Melanie LutzAs human beings on the planet today in the midst of a tremendous transformational time. It is our responsibility to speak our truth. To demonstrate to ourselves, our kids, our families and our communities the way to peace of mind. To learn how to connect to our inner voice and give it the respect it deserves. It will take practice. It will take saying things that have been buried for so long they probably aren’t true anymore. What matters is speaking out loud. Giving your still small voice a chance to amplify its deepest truth. Sometimes getting to the truth takes releasing the hounds of your fearful thinking. You must live in the space of openness and undefendedness. You will get stronger. You will develop this most critical muscle and you will showcase this tenor of self  so others can recognize what it is like to have the freedom of your unique and beautiful sound.
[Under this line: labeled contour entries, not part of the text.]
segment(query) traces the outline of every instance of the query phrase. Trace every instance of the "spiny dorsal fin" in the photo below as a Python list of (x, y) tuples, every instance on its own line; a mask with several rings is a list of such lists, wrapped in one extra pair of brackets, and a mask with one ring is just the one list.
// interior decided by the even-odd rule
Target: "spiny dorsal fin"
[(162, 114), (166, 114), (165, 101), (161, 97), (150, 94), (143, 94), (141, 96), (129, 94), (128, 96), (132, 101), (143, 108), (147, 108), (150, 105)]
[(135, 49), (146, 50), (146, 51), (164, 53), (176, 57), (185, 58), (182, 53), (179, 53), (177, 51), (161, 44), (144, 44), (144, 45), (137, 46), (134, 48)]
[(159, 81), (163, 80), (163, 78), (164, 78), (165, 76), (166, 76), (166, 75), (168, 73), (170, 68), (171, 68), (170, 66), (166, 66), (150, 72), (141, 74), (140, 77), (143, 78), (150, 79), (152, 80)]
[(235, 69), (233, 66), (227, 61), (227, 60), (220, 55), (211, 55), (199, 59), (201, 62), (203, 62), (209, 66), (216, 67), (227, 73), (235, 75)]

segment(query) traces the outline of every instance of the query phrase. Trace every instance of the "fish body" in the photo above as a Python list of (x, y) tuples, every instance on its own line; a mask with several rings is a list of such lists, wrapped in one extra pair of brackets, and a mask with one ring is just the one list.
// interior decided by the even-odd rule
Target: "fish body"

It took me writing five books to be able to understand the concept of speaking out loud into the clear air. I hope you enjoy this selection from my first book about getting completely bare to the most authentic expression of the soul.  I offer all of this up so your transition and transformation can be so much more elegant and effortless and free. Enjoy!

I was afraid. I was afraid I would die again. I had leapt off the cliff to end my relationship, and I would need to do it again and probably again.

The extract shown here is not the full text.